I have been finding things tough in my marriage. My husband is completely distant and ignores me a lot. He is very down about his job. It is too much for him as he got promoted and changed roles and it isn’t what he expected it to be. He is very driven but has lost his motivation and is very negative. He doesn’t help me much at home either. We both have very demanding high pressured jobs and 2 young kids (one of which is demanding as he has special educational needs).
I feel like I am carrying the full mental load for the family. But also being shut out by my husband.
A few months ago someone I knew about 15 years ago started contacting me on social media. He was someone I kissed once before I was married when I was young and single. Nothing more happened back then. But we got talking and it started off completely innocently - our mutual friend died and we were both sad about it. The chat started off very platonic. But after a while, he made it clear he was attracted to me and to be honest I enjoyed the attention and it made me feel good. He is really attractive and there is a mutual “spark”. However, he is not appropriate (he has a lot of issues - ex convict and drug addiction and mental health problems). I have the “perfect life” from the outside but feel so trapped and lonely and unsupported I latched onto this connection with the other guy. The messages exchanged started getting more intense and he told me he loved me. I never said it back and told him I did find him attractive but I couldn’t take it any further. My mistake was making it known to him I also had developed a crush on him. We never met up but I wanted to. But I stopped myself. I tried to end it several times but he kept coming back saying he missed me. So it was hard as he was telling me what I wanted to hear but I knew it was wrong.
Finally I Told him to stop contacting me for good. I blocked him on social media and on my phone. It’s been about a week. I feel so low and distraught, grieving over a non existent relationship with someone who isn’t right for me. But I can’t help feeling this way. It’s the unfinished business. I feel obsessed. I can’t stop thinking about him. I have developed an obsession and it’s eating me up.
I’ve tried to focus on work, going to the gym, my kids, spend time with friends. It is hard to channel my energy into my marriage as I feel like it’s a one way street - I am
Doing all the work and get nothing back. I’ve tried to talk to my husband about how I feel and he doesn’t say anything back. He just stares at the ceiling and hopes the problem will go away.
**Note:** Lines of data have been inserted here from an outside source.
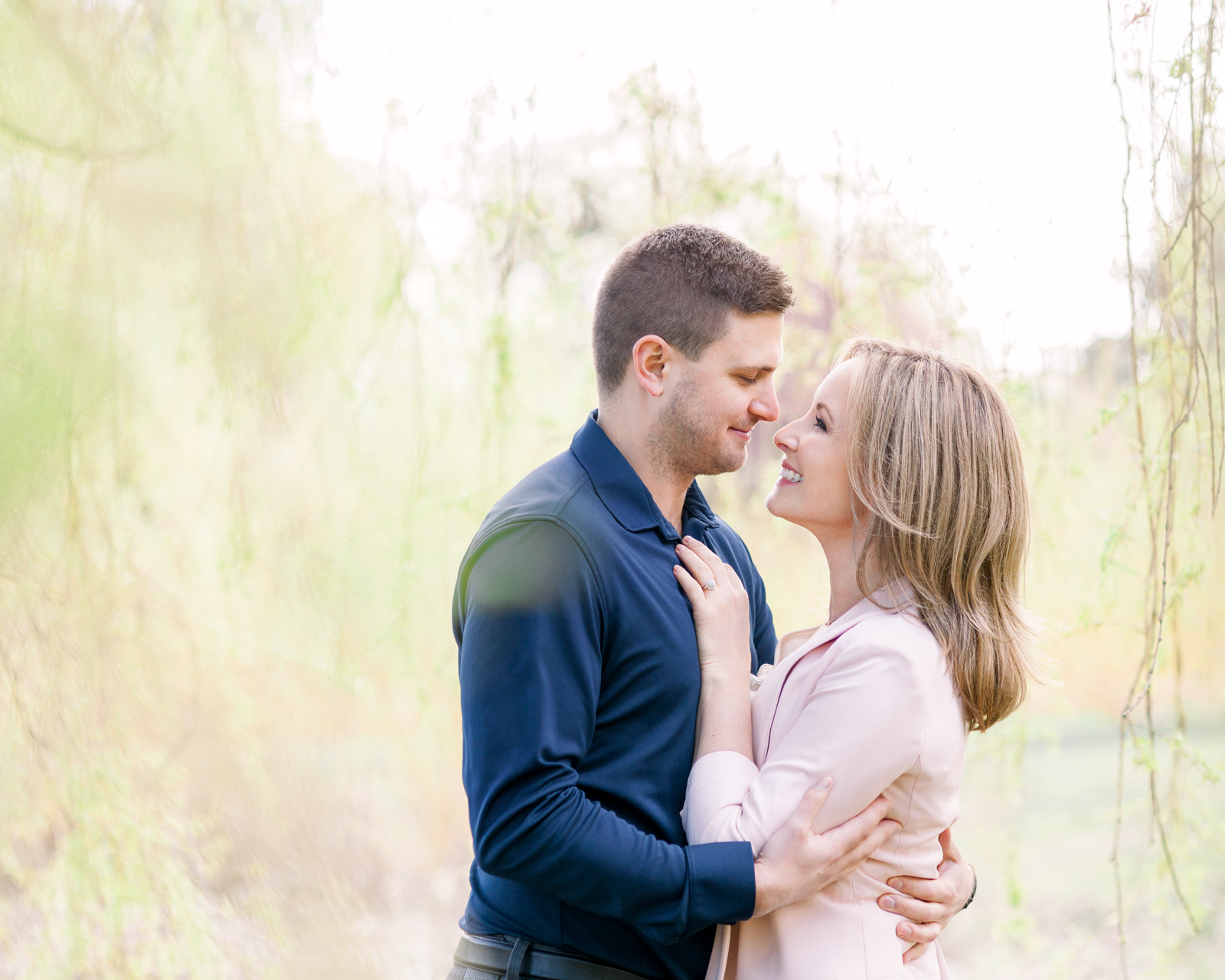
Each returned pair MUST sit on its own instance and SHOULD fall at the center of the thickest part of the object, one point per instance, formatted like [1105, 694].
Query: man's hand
[795, 864]
[930, 903]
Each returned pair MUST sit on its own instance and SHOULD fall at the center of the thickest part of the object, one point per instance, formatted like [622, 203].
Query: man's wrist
[767, 888]
[716, 677]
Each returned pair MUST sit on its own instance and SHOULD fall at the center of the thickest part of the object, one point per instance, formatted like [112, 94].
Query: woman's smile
[789, 475]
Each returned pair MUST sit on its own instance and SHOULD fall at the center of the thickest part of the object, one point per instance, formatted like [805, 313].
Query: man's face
[716, 401]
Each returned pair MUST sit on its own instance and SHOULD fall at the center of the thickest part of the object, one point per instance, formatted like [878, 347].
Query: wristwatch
[974, 891]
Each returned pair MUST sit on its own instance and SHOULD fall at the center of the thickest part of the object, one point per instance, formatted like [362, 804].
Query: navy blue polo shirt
[579, 681]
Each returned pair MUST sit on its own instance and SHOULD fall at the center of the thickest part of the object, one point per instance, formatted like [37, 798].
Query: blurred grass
[250, 422]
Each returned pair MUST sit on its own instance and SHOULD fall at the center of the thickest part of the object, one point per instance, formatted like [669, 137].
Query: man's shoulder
[543, 494]
[560, 493]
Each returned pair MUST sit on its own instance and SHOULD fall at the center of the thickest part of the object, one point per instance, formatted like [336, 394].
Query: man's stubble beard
[683, 444]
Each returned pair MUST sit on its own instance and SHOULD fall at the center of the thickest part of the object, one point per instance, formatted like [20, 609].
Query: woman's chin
[776, 502]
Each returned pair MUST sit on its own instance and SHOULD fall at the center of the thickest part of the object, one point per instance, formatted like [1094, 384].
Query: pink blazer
[869, 701]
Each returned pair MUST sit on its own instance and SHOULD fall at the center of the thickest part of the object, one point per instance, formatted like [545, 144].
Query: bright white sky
[995, 124]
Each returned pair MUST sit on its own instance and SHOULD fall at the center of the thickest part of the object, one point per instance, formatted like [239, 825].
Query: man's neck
[667, 488]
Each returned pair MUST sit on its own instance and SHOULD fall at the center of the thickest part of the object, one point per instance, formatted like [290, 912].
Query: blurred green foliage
[250, 416]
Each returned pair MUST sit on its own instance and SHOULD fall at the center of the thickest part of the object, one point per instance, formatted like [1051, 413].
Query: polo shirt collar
[622, 492]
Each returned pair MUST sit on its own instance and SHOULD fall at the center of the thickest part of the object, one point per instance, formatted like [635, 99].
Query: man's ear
[653, 359]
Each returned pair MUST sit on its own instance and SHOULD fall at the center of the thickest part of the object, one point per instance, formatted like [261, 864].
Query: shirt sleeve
[530, 622]
[863, 726]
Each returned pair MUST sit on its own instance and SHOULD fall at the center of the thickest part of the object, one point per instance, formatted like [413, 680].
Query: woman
[908, 471]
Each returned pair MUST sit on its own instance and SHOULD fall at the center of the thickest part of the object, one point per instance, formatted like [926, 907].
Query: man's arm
[530, 622]
[931, 903]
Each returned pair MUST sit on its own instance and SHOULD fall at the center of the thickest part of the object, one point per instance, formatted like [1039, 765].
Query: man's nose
[784, 439]
[765, 406]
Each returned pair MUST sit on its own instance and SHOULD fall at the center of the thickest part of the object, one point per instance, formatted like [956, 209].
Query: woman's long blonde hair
[935, 457]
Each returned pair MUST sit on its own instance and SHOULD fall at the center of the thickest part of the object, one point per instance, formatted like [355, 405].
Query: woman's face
[814, 489]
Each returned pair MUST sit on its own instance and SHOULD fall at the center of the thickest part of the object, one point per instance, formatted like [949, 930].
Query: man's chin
[728, 461]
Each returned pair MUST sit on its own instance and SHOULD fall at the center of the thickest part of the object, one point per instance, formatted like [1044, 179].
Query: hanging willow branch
[1176, 369]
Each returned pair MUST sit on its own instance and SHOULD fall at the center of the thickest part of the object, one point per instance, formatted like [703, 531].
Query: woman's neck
[843, 560]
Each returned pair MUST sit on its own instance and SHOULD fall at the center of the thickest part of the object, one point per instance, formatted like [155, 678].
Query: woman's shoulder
[790, 642]
[893, 635]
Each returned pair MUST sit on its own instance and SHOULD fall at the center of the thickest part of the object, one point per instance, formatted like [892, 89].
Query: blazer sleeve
[530, 622]
[863, 724]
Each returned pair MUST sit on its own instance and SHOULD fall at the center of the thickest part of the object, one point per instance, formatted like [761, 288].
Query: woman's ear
[653, 359]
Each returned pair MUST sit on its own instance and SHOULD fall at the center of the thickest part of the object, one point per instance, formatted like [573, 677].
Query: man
[579, 661]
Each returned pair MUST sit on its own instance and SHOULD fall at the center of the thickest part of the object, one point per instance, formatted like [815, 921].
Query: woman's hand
[720, 610]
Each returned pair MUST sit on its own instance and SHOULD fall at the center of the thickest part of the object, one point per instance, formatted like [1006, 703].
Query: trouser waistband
[505, 956]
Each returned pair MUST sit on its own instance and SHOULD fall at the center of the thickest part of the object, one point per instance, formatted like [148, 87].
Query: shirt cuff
[718, 779]
[722, 884]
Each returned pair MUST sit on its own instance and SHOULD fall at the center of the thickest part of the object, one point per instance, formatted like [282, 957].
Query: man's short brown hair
[681, 283]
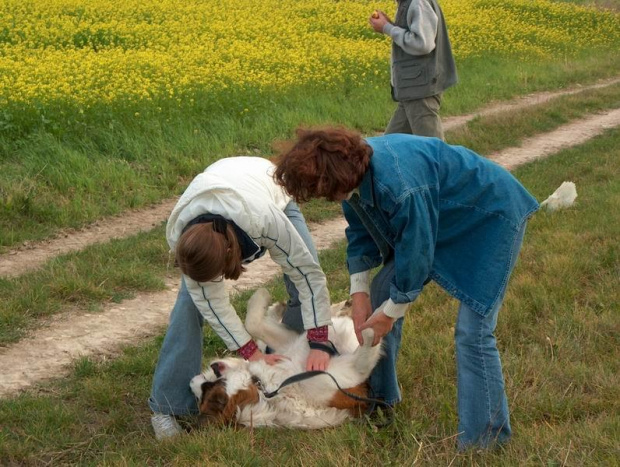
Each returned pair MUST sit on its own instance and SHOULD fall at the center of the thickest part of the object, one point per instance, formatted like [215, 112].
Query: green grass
[558, 334]
[138, 264]
[53, 180]
[489, 134]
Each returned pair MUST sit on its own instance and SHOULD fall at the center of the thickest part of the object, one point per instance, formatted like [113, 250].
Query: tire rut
[50, 350]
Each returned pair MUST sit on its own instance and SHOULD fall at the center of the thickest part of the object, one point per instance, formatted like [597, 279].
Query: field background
[110, 106]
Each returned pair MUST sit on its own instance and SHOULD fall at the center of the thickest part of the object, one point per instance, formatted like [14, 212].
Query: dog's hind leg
[367, 356]
[263, 327]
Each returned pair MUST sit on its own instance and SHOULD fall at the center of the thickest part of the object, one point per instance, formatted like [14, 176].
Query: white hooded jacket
[242, 189]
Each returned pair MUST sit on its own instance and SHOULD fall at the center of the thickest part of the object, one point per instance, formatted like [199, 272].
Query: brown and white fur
[230, 390]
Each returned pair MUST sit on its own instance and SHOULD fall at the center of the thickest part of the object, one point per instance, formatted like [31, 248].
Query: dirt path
[31, 256]
[51, 349]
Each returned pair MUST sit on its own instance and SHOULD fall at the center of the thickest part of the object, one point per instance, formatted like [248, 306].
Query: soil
[50, 350]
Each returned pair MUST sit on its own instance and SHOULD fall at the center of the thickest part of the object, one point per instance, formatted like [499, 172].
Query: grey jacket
[420, 70]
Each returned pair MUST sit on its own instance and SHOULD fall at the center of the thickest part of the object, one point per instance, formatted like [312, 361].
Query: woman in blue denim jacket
[426, 210]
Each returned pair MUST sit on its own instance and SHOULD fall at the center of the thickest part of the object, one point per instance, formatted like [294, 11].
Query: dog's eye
[218, 368]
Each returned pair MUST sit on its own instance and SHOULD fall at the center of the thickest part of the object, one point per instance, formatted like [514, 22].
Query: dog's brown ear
[213, 403]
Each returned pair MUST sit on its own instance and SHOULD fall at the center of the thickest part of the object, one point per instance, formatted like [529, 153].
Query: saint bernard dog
[233, 390]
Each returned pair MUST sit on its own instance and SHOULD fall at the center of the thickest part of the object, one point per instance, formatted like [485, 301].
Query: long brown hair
[323, 162]
[204, 254]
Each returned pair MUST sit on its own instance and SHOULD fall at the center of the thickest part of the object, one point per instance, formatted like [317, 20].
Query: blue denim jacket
[444, 213]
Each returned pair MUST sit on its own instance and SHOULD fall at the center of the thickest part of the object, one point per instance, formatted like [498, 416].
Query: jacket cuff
[248, 350]
[360, 282]
[319, 334]
[395, 310]
[387, 29]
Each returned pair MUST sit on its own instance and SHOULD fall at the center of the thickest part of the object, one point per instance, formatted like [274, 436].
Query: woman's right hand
[270, 359]
[362, 310]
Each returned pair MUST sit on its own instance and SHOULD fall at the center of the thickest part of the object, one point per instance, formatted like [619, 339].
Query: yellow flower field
[64, 56]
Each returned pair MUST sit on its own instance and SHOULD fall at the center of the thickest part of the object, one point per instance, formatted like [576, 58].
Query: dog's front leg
[263, 327]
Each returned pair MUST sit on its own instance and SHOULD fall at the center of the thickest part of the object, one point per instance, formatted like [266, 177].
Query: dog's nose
[216, 369]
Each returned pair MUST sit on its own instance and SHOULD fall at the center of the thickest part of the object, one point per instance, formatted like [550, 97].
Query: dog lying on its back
[230, 390]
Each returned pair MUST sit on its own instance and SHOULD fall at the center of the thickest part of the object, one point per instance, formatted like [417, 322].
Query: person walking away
[422, 65]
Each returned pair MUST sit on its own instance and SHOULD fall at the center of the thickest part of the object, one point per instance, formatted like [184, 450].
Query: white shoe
[165, 426]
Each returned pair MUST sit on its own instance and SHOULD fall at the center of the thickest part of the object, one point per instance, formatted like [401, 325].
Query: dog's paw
[260, 299]
[368, 336]
[276, 310]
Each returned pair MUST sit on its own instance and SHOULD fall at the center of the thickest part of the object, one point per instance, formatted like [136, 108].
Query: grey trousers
[418, 117]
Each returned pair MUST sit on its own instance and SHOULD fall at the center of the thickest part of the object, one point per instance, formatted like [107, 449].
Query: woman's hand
[362, 309]
[317, 360]
[270, 359]
[380, 323]
[378, 20]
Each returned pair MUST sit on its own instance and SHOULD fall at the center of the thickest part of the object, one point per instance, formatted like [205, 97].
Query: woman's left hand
[380, 323]
[317, 360]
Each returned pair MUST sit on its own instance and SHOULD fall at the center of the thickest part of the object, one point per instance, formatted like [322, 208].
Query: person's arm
[362, 255]
[362, 252]
[415, 223]
[419, 37]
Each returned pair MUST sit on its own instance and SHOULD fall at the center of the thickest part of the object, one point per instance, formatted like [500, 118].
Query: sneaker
[165, 426]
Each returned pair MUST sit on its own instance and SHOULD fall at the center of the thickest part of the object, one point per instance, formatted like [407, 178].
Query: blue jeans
[180, 357]
[482, 406]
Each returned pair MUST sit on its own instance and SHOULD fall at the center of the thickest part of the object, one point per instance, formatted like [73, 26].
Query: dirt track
[49, 351]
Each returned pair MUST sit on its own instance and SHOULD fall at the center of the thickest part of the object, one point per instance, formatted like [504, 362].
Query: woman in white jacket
[230, 215]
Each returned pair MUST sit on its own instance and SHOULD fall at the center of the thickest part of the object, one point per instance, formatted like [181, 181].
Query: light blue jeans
[482, 406]
[180, 357]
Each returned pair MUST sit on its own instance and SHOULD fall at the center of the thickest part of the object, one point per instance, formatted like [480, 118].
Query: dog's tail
[563, 197]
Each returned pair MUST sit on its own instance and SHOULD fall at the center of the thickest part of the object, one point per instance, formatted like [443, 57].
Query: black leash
[311, 374]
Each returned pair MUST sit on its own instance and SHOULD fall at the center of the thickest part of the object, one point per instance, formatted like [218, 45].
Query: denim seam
[502, 289]
[218, 318]
[484, 373]
[305, 276]
[476, 208]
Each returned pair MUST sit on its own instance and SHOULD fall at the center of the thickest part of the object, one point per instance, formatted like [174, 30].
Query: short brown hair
[203, 253]
[322, 163]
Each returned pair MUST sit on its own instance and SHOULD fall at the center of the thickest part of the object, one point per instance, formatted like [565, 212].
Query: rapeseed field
[67, 61]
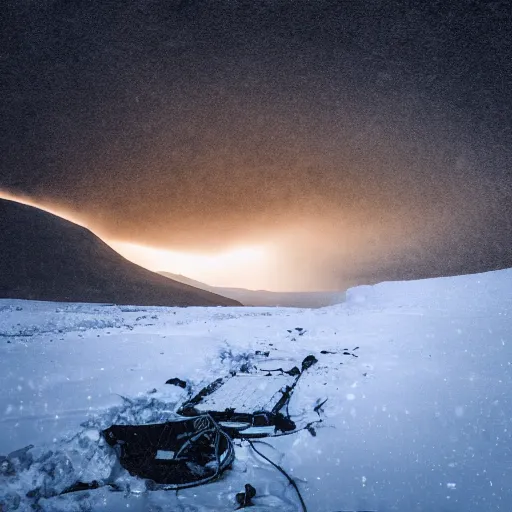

What I want to know is, how long will it take me to forget the other man. It hurts. I feel like it’s emphasised what’s missing with my husband. I don’t want to lose my family or ruin my marriage but maybe I have already damaged it by allowing myself to develop these feelings for someone else. I just feel so wretched about the whole thing. I’ve basically opened myself up to an emotional affair. But there has been no face to face contact. In some ways that seems worse. As it’s an internal feeling and seems almost pathetic that I’ve got myself so wrapped up in someone over essentially a few messages.
Any advice appreciated. I just want to feel happy again.